At MET institutional level, Jensen et al.’s study (2013) examined the image of shipping among upper secondary school pupils in Sweden, Norway, and Greece. The study found that young people, generally, have a positive image of the shipping industry; however, this was stronger in Norway than in Greece and Sweden. According to Jensen et al. (2013), such knowledge gained from their study is pivotal because constructive strategies derived from the research can assist in promoting careers in the shipping industry, and adapting shipping to educational programmes. The future supply of maritime personnel with the necessary industry-specific qualifications is of particular concern in the shipping industry (Bakka, 2007; Grewal and Haugstetter, 2007; Bakka, 2008; Ng, Koo and Ho, 2009). Cross (2010) notes that:

“Sometimes multi - cultural crew and the overall decreasing esteem of the profession makes it difficult in the western countries, to continue to interest the new generations” (Cross,

To attract youth, various strategies have been created and launched in the maritime industry over the years (Cross, 2010). According to Urkmez (2005), cited in Ziarati, Demire and Albayrak (2010:9), an argument for rising the number of non-EU seafarers of different ranks on European flag ships is that the youth in developed countries do not find the seafaring vocation attractive.

There is a poor image of a seafaring career, according to Cross (2010), who finds it that in Western countries people are sufficiently wealthy not to go to sea if there is no financial need to do so.

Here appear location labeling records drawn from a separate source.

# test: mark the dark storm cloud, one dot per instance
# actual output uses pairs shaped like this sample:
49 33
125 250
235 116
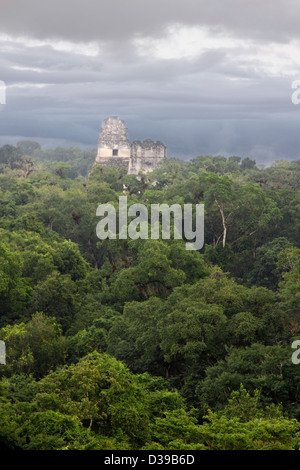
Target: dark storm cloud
115 20
70 64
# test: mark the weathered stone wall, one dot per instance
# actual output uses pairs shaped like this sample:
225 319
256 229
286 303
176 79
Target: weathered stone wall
113 140
115 149
145 156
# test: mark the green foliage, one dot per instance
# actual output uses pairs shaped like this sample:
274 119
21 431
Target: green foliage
189 326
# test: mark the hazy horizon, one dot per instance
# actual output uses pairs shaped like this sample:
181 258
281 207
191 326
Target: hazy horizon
204 78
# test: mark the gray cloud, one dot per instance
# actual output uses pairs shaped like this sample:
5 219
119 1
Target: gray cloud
233 99
118 19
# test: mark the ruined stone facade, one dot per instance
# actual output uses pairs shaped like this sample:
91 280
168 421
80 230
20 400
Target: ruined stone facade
115 149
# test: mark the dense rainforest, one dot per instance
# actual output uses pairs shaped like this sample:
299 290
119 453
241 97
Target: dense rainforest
142 344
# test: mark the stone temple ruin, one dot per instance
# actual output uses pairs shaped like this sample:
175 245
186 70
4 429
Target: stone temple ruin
115 150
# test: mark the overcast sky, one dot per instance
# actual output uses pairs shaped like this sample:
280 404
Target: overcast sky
209 77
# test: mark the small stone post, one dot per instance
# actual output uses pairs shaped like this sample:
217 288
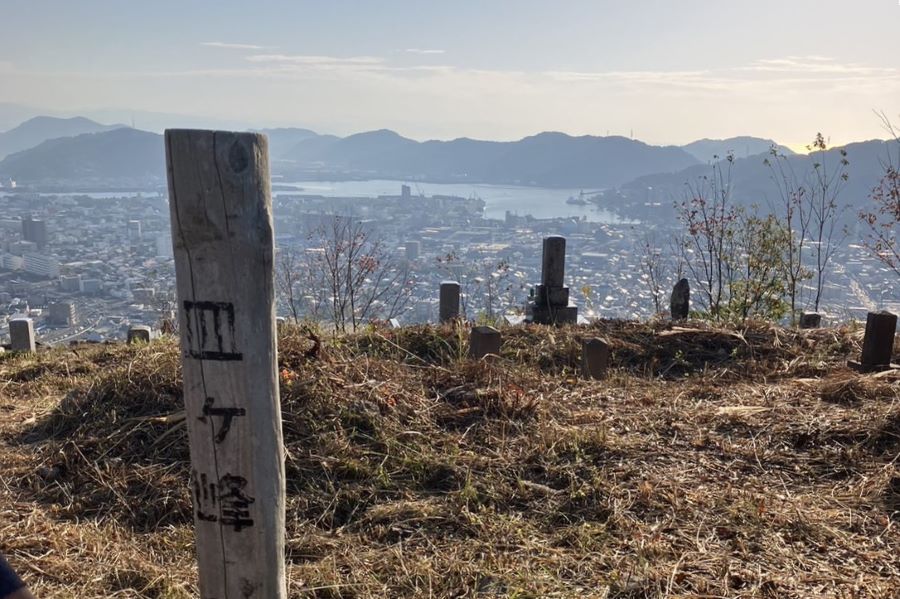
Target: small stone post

According to Cross (2010:3), these “circumstances are related to western oriented societies, there is no doubt that in maritime developing countries these situations and attitudes will also develop, as the standard of living, in that country, rises.” This is pointed out by Lobrigo and Pawlik (2012) in Brazil, who add that “the importance of financial and economic factors validates the speculation that the seafaring career might lose its attractiveness as soon as the wage level declines, or as soon as any shore-based profession becomes more lucrative” (Lobrigo and Pawlik, 2012:16).

Improving the image of seafarers and their retention requires multiple approaches, according to Caesar, Cahoon and Fei (2014). Funding of training and skills development, and improving of welfare and working conditions are the most common approaches, as well as mapping out a long- term career plan for seafarers (Watchkeeper, 2003; Wiseman, 2004; Bajpaee, 2005; Holder, 2005;

and Horck, 2005).

To develop a sustainable maritime human resources, scholars such as Zade (2003) have long maintained that what needs to be dealt with globally, is the evolving societal perception directed at maritime vocations such as seafaring by the youth. In highlighting this, countries in both the developed and developing world, including Kenya, embarked on intensive awareness campaigns among stakeholders such as high schools and the public in general, to shift negative beliefs about the maritime profession, and make it attractive (Mabuti, 2013).